Fiona McAlpine is a fierce co-founder of conscious fashion brand The Fabric Social. Their collection supports female makers in at-risk communities in Myanmar, recently one of the fashion industry’s most exploitative production hubs.
Summer is here and Myanmar may be top on your list for an off the beaten path tropical getaway. But you may not need to travel across the world to bring back a souvenir t-shirt. More and more of our clothing in the U.S. is actually made in Myanmar.
Myanmar, formerly Burma, was previously closed off to most international trade and considered a pariah state until a new government took control of the country and trade embargoes were lifted from 2010 to 2012.
In 2014 Gap was the first major U.S. retailer to move production to Myanmar, where Banana Republic and Old Navy garments were made in the country’s industrial center of Yangon. Brands such as Adidas and H&M followed suit.
Photo: Asia Times
This fiscal year, the country’s apparel exports made more than 1.8 billion U.S. dollars, but are makers at the end of the supply chain any better off?
Gap found problems in two of its factories within a few months of bringing production to Myanmar, according to its public audit report. Makers faced verbal abuse from supervisors and were not given a day off in a seven-day week. The same report found that while factory conditions have since improved more work is needed to meet Gap’s code of conduct.
Why have fast fashion brands rushed to Myanmar? Because it has one of the lowest minimum wages in the world.
It currently equates to $2.65 a day for eight hours of work. Reports of unpaid and even forced overtime are common, as the country struggles to create structure and protective legislation for its new garment sector and makers.

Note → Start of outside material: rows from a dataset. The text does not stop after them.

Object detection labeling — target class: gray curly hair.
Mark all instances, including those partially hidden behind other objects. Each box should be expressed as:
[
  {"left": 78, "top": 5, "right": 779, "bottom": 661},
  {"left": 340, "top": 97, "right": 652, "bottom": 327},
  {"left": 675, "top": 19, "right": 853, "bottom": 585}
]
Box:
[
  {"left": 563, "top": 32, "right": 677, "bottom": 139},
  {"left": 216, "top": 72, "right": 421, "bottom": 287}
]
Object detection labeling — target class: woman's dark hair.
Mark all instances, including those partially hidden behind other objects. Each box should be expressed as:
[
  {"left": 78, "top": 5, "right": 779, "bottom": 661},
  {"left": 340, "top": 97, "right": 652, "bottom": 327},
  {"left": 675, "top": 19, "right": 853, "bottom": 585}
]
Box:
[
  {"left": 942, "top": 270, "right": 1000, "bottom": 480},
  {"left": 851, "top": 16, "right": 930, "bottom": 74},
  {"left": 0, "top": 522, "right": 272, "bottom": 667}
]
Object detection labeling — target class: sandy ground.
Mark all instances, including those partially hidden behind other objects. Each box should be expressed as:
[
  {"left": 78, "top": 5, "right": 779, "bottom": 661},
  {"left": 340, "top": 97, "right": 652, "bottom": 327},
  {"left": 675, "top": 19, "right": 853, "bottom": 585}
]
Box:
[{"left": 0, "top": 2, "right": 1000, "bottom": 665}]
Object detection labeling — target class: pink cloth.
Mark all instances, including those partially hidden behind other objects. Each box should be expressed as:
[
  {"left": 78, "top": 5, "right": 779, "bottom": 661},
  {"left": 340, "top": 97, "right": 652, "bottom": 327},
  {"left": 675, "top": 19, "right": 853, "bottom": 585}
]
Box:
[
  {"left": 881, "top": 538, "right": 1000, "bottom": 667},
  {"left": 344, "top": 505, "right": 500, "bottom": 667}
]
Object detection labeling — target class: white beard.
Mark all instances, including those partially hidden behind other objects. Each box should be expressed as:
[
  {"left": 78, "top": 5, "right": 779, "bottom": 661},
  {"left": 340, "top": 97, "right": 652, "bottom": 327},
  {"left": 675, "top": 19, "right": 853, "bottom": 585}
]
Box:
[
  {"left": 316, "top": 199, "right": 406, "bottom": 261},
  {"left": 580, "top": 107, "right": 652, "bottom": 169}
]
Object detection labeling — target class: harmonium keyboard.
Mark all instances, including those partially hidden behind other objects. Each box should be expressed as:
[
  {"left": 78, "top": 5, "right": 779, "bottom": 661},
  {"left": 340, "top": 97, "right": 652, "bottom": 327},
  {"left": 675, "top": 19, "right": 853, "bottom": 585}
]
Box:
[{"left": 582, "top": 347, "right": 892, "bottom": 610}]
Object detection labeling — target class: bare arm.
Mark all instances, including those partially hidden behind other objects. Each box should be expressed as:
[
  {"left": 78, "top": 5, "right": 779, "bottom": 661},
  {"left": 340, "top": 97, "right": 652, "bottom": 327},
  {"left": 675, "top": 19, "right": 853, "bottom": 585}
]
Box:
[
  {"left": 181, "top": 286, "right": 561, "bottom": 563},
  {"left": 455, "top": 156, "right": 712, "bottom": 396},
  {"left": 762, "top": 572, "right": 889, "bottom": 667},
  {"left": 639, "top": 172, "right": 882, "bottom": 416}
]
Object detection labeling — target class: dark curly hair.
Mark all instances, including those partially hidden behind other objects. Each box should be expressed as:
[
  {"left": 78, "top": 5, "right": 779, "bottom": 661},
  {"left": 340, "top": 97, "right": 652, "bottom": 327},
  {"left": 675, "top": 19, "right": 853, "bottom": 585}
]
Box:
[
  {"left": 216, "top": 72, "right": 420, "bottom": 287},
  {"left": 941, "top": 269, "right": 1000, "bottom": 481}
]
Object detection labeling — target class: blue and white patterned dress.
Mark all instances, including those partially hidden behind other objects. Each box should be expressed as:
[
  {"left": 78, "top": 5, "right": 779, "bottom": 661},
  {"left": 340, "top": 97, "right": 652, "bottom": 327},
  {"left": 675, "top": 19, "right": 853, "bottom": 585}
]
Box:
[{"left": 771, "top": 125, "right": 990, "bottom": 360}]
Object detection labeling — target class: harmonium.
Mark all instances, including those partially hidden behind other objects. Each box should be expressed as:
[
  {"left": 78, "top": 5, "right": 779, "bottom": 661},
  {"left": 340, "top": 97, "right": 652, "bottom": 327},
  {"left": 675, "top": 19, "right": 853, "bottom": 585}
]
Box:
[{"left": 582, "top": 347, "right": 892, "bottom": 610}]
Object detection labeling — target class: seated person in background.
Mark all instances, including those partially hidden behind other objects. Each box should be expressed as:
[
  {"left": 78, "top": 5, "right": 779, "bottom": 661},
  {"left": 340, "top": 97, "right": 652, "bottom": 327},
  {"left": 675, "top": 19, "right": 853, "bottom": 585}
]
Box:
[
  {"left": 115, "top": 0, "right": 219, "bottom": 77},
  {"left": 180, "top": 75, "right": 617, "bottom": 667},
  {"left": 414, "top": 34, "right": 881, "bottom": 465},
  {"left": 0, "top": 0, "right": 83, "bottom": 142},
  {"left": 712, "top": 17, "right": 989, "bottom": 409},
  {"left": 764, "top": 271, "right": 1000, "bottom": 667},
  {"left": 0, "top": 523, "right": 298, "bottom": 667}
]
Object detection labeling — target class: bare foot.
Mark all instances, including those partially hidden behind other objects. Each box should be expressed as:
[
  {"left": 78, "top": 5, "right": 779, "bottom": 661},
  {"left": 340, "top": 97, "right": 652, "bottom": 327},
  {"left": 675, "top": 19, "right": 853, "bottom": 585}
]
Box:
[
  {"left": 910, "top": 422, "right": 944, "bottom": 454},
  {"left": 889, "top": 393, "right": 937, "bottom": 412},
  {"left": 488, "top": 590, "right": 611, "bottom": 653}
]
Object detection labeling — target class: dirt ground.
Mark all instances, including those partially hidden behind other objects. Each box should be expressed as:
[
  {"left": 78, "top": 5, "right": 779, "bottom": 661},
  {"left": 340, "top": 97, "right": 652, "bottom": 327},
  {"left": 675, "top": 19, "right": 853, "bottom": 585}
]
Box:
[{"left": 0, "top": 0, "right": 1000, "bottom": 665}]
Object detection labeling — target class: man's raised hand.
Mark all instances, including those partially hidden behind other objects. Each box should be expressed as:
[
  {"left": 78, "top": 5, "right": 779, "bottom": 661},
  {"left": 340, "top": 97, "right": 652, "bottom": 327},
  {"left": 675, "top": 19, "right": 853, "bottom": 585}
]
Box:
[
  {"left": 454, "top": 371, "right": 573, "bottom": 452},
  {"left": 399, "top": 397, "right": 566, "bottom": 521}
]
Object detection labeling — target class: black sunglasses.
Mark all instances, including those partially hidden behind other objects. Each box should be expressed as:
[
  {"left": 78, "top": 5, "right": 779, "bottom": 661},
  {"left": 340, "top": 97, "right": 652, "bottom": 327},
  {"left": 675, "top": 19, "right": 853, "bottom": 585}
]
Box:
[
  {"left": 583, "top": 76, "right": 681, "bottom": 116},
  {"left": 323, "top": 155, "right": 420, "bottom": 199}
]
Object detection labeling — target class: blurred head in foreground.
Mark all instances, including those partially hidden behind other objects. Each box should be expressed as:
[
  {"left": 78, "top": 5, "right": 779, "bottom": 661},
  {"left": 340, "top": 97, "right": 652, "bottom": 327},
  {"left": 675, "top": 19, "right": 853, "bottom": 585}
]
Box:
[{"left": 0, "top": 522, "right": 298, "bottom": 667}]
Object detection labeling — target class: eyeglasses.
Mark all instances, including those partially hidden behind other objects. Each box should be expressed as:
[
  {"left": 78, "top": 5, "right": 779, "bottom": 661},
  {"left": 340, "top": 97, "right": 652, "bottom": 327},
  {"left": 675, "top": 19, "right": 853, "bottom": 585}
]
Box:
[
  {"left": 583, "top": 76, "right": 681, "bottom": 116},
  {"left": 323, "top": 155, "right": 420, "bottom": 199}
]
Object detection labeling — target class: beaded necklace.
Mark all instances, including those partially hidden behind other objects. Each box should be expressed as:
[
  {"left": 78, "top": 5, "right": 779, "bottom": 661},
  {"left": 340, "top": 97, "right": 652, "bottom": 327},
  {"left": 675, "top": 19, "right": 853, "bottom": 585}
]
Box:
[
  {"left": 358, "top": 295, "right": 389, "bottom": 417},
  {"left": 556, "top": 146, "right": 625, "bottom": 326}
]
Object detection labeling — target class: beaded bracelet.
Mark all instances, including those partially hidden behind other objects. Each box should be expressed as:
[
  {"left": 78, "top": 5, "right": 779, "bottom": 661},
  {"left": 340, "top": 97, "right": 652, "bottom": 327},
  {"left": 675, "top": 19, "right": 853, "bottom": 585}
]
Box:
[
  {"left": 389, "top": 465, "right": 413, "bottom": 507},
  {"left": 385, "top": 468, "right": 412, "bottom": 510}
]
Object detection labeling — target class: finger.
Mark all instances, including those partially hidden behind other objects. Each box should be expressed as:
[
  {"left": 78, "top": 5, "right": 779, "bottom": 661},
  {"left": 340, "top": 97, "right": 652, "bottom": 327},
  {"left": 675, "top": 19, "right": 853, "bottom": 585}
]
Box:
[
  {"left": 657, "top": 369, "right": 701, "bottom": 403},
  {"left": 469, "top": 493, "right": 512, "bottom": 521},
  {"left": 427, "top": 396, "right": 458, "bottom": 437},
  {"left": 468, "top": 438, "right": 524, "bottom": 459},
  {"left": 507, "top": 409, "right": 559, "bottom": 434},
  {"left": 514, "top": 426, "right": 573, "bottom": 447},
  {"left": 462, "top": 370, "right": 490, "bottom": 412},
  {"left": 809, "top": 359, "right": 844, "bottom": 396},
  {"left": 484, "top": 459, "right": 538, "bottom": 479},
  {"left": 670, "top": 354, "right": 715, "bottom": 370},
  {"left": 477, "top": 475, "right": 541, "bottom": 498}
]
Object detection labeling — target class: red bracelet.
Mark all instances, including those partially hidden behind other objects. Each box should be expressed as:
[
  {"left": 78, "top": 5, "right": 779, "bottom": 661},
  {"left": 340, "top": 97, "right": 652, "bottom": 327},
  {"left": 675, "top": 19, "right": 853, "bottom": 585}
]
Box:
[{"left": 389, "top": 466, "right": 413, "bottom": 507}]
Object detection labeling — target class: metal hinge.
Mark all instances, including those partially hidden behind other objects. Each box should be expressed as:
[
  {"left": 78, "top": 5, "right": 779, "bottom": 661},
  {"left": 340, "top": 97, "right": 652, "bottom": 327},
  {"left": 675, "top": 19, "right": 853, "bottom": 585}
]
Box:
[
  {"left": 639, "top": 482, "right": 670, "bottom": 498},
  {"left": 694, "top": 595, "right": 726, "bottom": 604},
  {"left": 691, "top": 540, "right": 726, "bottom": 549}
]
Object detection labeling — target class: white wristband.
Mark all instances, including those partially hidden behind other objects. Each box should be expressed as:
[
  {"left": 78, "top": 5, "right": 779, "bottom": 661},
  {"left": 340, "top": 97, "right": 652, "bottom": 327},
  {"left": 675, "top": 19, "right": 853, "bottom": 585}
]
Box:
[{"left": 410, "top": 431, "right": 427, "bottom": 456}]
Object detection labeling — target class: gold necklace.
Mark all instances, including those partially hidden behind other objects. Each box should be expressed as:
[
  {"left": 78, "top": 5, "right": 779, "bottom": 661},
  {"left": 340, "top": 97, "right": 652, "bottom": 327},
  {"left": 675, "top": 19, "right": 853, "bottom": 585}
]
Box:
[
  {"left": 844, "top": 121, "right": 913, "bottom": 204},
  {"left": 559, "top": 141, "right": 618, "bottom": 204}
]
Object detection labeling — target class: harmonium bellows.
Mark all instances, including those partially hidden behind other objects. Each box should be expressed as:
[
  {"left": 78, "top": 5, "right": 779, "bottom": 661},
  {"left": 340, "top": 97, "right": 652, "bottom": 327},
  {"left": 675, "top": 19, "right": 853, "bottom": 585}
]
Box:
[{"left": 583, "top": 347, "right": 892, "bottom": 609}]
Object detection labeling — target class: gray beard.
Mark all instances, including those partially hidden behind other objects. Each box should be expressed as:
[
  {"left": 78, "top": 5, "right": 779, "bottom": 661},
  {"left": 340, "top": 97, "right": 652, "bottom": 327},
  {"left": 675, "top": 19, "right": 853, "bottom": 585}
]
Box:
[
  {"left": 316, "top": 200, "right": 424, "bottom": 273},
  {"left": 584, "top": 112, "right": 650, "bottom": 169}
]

Oxfam found makers working through lunch breaks well into the night to meet high production targets of fast-demanding brands.
The Centre for Research on Multinational Corporations (SOMO) found some makers in Myanmar’s factories were paid only half the country’s minimum wage and/or were working over 60 hours in a week, what amounts to approximately $80 per week.
Makers as young as 14 were found working inside factories, including factories producing for H&M.
And it’s not the first time, H&M was put under fire for underage labor in the country. Last year, a Swedish book titled “Modeslavar” or “Fashion Slaves” exposed H&M for contracting two factories which hired makers as young as 14.
However, there’s still hope. Conscious fashion like The Fabric Social’s offers a real way to wear our values. Instead of women being exploited to produce garments for other women, this brand gives garment makers the opportunity to earn a decent living and gain the skills needed to succeed in life.